I recently started using Cryosparc on a new machine, and it has repeatedly crashed the system. The system becomes completely unresponsive and cannot be accessed via SSH or webgui.
It seems to happen during 2D class jobs (usually with large numbers of classes and particles)… on a previous machine I had 2D class jobs fail if the number of classes was too much for the GPUs memory but it never crashed the entire system.
Has anyone else experienced hard crashes, is there any way to make sure that jobs wont crash the system (even if they fail instead>?).
Yes, I am having that same issue: new linux box and hard crash of the entire machine when I was doing blob picking (so not using either the CPU or the GPU at any appreciable level).

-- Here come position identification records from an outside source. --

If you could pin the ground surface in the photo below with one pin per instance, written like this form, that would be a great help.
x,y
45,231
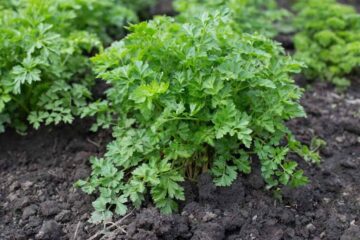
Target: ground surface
x,y
38,200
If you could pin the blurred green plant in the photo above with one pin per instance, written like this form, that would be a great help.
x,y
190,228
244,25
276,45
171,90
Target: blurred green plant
x,y
45,74
250,16
328,40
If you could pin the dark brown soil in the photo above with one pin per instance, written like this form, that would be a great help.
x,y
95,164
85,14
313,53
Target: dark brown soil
x,y
38,200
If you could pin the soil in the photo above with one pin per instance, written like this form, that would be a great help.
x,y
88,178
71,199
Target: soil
x,y
38,200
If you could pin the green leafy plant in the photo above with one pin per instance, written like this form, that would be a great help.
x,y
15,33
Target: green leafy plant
x,y
187,98
328,40
45,74
250,16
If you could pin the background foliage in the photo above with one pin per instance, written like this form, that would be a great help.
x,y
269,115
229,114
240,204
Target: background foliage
x,y
250,16
44,47
328,40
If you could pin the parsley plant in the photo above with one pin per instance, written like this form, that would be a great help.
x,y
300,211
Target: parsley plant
x,y
187,98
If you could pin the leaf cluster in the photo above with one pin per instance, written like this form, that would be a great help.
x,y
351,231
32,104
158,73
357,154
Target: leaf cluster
x,y
250,16
45,74
328,40
187,98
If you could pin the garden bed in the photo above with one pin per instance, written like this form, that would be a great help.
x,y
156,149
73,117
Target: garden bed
x,y
38,200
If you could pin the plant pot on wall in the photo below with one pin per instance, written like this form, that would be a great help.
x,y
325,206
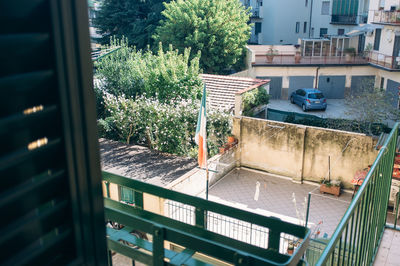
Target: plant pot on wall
x,y
297,57
330,189
349,54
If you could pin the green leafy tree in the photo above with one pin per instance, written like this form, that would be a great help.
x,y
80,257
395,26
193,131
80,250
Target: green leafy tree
x,y
134,19
371,106
219,29
161,126
167,76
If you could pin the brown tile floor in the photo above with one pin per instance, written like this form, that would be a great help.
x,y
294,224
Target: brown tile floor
x,y
389,249
275,198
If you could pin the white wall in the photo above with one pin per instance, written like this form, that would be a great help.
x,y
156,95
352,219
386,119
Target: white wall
x,y
279,21
324,21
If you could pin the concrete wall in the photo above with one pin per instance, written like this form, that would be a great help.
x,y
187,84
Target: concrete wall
x,y
279,21
333,87
319,21
302,152
194,182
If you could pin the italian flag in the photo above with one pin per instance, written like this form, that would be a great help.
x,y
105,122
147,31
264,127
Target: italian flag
x,y
201,134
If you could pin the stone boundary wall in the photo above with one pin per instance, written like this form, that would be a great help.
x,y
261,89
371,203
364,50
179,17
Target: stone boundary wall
x,y
302,152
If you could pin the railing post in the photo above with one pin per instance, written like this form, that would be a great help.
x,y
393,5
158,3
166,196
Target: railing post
x,y
107,189
158,246
273,240
138,199
200,218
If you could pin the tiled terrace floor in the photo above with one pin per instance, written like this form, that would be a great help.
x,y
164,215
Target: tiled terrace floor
x,y
389,249
238,189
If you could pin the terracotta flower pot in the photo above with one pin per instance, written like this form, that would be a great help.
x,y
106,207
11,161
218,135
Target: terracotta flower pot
x,y
333,190
231,139
297,57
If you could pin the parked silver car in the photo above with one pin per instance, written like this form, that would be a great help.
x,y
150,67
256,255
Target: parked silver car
x,y
309,99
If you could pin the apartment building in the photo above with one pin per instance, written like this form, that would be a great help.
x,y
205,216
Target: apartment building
x,y
278,22
336,17
286,21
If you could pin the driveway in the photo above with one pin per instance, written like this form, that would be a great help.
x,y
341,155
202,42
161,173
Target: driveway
x,y
336,108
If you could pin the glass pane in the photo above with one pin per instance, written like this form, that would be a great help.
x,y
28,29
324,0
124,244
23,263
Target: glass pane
x,y
325,48
317,48
127,195
334,46
340,47
308,51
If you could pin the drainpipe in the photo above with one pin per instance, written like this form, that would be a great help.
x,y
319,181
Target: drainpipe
x,y
309,26
316,78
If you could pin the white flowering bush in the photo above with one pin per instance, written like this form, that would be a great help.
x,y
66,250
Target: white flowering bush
x,y
161,126
166,75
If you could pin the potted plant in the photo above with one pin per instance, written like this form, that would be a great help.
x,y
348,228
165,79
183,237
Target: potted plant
x,y
290,249
271,53
330,187
297,55
349,54
367,50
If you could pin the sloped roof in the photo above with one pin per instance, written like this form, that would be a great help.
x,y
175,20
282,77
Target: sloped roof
x,y
141,163
221,89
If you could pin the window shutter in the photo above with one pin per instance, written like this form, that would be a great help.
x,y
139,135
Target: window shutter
x,y
50,194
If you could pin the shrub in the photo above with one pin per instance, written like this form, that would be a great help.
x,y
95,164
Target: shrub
x,y
167,76
161,126
253,99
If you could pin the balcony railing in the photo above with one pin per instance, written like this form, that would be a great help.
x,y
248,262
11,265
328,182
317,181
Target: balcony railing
x,y
383,60
344,19
196,235
357,237
255,12
289,59
386,17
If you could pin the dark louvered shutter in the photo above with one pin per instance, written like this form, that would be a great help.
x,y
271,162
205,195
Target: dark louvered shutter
x,y
50,192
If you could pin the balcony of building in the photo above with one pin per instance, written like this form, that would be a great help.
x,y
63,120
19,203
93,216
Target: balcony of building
x,y
188,230
387,17
330,50
385,61
348,19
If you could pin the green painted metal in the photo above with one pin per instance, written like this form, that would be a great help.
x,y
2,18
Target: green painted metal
x,y
357,237
196,237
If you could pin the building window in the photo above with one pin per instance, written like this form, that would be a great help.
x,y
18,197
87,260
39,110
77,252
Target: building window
x,y
323,32
377,40
127,195
258,27
325,7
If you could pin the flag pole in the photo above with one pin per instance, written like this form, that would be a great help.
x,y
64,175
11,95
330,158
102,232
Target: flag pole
x,y
207,182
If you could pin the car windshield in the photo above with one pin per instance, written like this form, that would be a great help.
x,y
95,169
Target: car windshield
x,y
317,95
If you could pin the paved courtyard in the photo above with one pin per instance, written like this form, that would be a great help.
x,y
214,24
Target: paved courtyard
x,y
275,198
389,249
336,108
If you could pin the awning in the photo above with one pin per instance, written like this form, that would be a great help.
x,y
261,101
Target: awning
x,y
364,29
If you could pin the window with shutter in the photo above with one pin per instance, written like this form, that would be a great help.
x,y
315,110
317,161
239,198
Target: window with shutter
x,y
50,193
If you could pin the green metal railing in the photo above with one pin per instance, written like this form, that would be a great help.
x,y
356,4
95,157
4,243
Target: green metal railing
x,y
195,238
357,237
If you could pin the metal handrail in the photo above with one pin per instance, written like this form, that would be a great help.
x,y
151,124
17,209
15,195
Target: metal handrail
x,y
197,237
360,230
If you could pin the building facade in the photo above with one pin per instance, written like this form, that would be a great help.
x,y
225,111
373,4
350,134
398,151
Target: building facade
x,y
336,17
278,22
286,21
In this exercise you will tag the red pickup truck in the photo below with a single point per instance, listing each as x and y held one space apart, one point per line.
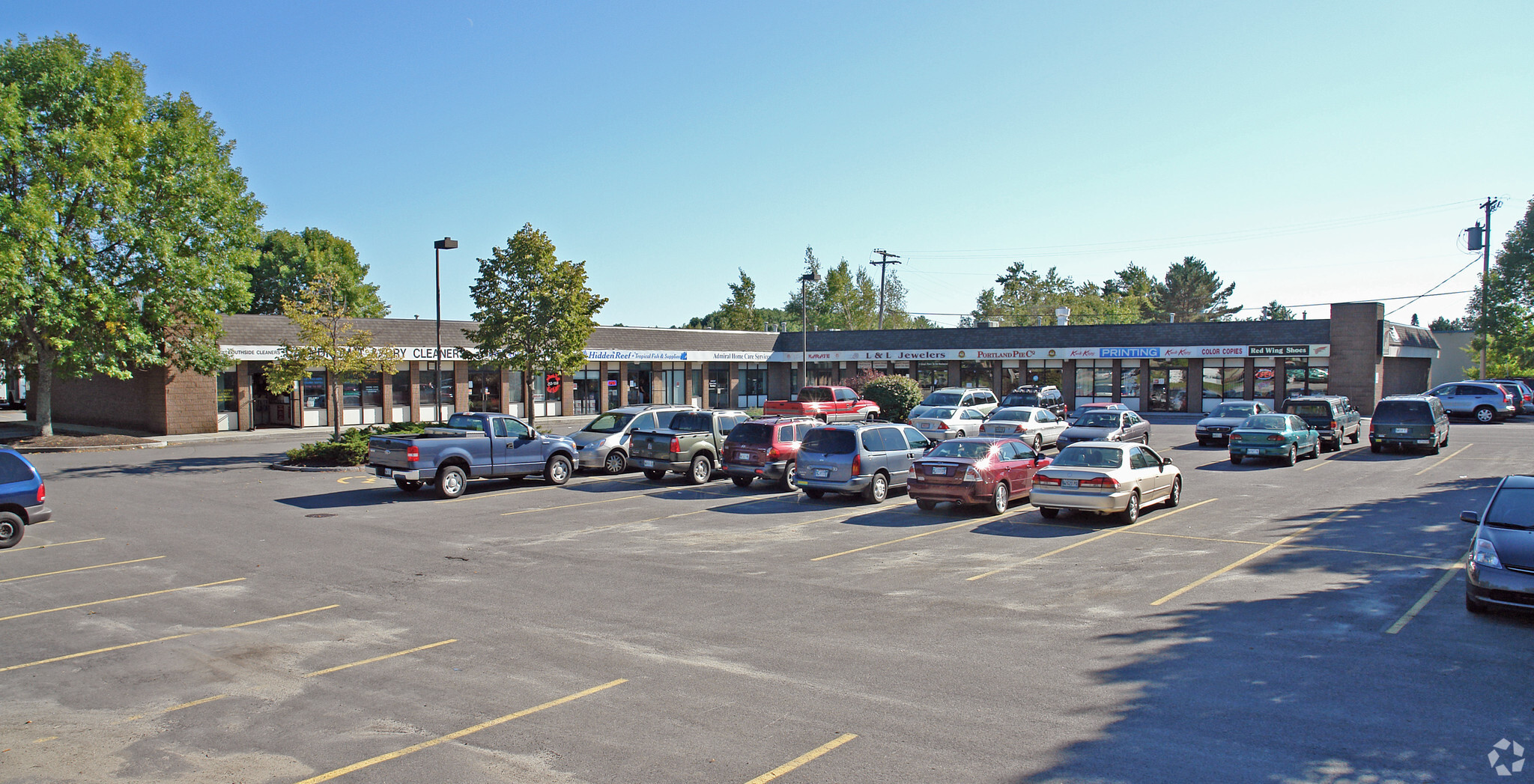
827 404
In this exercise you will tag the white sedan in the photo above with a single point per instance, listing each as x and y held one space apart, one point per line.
1037 427
1106 478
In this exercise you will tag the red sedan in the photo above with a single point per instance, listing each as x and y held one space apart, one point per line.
980 470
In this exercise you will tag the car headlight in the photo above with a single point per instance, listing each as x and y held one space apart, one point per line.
1485 554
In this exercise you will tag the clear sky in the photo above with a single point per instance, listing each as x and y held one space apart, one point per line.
1309 152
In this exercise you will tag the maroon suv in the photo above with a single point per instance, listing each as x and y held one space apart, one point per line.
764 449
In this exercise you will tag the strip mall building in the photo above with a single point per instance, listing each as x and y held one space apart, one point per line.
1148 367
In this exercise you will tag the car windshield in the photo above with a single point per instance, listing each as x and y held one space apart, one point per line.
1077 456
1099 419
751 433
1402 413
828 443
1513 507
971 450
1266 422
1234 410
610 422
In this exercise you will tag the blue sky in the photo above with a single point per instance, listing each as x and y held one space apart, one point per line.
1309 152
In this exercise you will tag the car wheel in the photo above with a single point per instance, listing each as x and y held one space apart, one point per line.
1131 511
452 482
11 529
878 490
701 470
557 470
616 464
1001 497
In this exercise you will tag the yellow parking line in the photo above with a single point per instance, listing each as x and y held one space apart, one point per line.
80 570
60 544
801 760
157 640
459 734
375 659
1094 539
1269 548
1449 574
118 599
1441 462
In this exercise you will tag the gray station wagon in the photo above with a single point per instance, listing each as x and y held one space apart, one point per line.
858 458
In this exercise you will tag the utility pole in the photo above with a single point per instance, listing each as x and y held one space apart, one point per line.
884 261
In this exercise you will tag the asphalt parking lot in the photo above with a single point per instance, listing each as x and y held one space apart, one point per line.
192 616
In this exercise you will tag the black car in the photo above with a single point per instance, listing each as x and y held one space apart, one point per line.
1499 571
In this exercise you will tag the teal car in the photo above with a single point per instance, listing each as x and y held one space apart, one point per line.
1283 436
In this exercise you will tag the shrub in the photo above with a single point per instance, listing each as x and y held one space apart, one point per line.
895 395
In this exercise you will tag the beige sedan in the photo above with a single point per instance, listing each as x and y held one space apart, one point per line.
1106 478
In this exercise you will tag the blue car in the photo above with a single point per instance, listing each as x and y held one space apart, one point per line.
1283 436
22 496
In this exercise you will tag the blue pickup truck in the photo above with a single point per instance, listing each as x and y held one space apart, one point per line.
471 447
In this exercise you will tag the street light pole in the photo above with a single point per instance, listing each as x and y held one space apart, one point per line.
446 243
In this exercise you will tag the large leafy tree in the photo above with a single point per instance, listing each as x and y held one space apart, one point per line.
329 339
289 263
1192 292
534 310
123 223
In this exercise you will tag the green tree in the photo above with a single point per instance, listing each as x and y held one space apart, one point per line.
123 223
329 339
289 263
1276 312
534 310
1192 292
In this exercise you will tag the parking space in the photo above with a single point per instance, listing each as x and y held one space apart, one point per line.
195 616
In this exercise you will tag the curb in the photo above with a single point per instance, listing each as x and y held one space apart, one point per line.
315 468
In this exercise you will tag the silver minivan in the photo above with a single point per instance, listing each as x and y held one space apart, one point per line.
858 458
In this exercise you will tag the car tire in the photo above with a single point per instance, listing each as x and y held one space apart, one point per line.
616 464
878 488
452 482
557 470
1131 510
11 529
701 470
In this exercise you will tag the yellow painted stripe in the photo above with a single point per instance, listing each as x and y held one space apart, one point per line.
155 640
1446 459
79 570
1105 535
376 659
801 760
58 545
1449 574
459 734
118 599
1266 550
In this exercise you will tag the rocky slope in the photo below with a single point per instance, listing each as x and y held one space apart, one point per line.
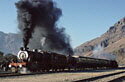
112 42
10 43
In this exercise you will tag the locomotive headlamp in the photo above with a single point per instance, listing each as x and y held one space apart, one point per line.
10 66
22 55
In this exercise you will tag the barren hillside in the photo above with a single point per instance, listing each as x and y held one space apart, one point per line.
113 42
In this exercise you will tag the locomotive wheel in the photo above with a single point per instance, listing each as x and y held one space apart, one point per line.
13 70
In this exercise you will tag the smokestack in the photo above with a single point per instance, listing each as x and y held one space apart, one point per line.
37 19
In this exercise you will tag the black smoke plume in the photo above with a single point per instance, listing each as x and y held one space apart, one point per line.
37 22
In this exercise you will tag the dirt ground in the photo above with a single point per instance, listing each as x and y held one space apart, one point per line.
63 77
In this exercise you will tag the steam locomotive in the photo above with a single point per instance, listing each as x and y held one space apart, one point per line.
39 61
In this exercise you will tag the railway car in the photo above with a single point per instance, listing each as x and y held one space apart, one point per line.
93 63
39 61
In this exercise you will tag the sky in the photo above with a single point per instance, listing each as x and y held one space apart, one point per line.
84 20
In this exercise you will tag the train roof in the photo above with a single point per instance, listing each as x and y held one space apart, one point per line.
91 58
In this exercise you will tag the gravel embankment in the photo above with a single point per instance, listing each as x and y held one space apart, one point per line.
64 77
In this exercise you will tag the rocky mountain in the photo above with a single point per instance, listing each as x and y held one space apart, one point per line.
111 42
10 43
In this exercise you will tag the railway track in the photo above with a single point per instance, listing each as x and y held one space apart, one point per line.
97 78
105 78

I managed to get through the motion correction and CTF estimation steps without issue.
Unfortunately, I haven’t had any response so far and I have yet to figure out a solution.
Best regards, Tom
If you notice any patterns, let me know. I haven’t detected any consistent cause yet, and there isnt a single job that I cant do.
My best guess so far is that its a glitch whereby the job should fail due to some resource limit (or perhaps someone else SSHing into the box and using some RAM etc… but there isn’t an adequate safeguard to prevent it confusing the kernel.
I have a few Cuda synchronisation type errors too, so it might not even be the same problem.
As my new box is at home, I’m pretty sure nobody else is trying to use it at the same time.
I found it weird/ strange as the CPU and GPU were barely being used during the blob picking process when my jobs consistently failed- but they never failed on the same image/movie, so I’m pretty sure it wasn’t a ‘bad data’ issue.
Still trying to figure out any pattern that might be present…
Best regards, Tom
Maybe a similar issue here: One of our researchers starts running a job, and after between 3-30 seconds, Ubuntu just hard resets, no warning, straight back to BIOS, nothing notable in the logs. Would love to know if someone else is still experiencing this or if there’s a decent troubleshooting route to look into.
Some more details would help: full system resets like this can be hard to pin down. I’ve had it happen myself (although not with CryoSPARC) where compiling across all threads would make the system hard reboot - turned out to be the motherboard overcurrent protection kicking in, which is triggered at the hardware level and so system went down before the OS could even log it. So information on mobo/CPU/PSU/circuit system is connected to would prove useful for troubleshooting.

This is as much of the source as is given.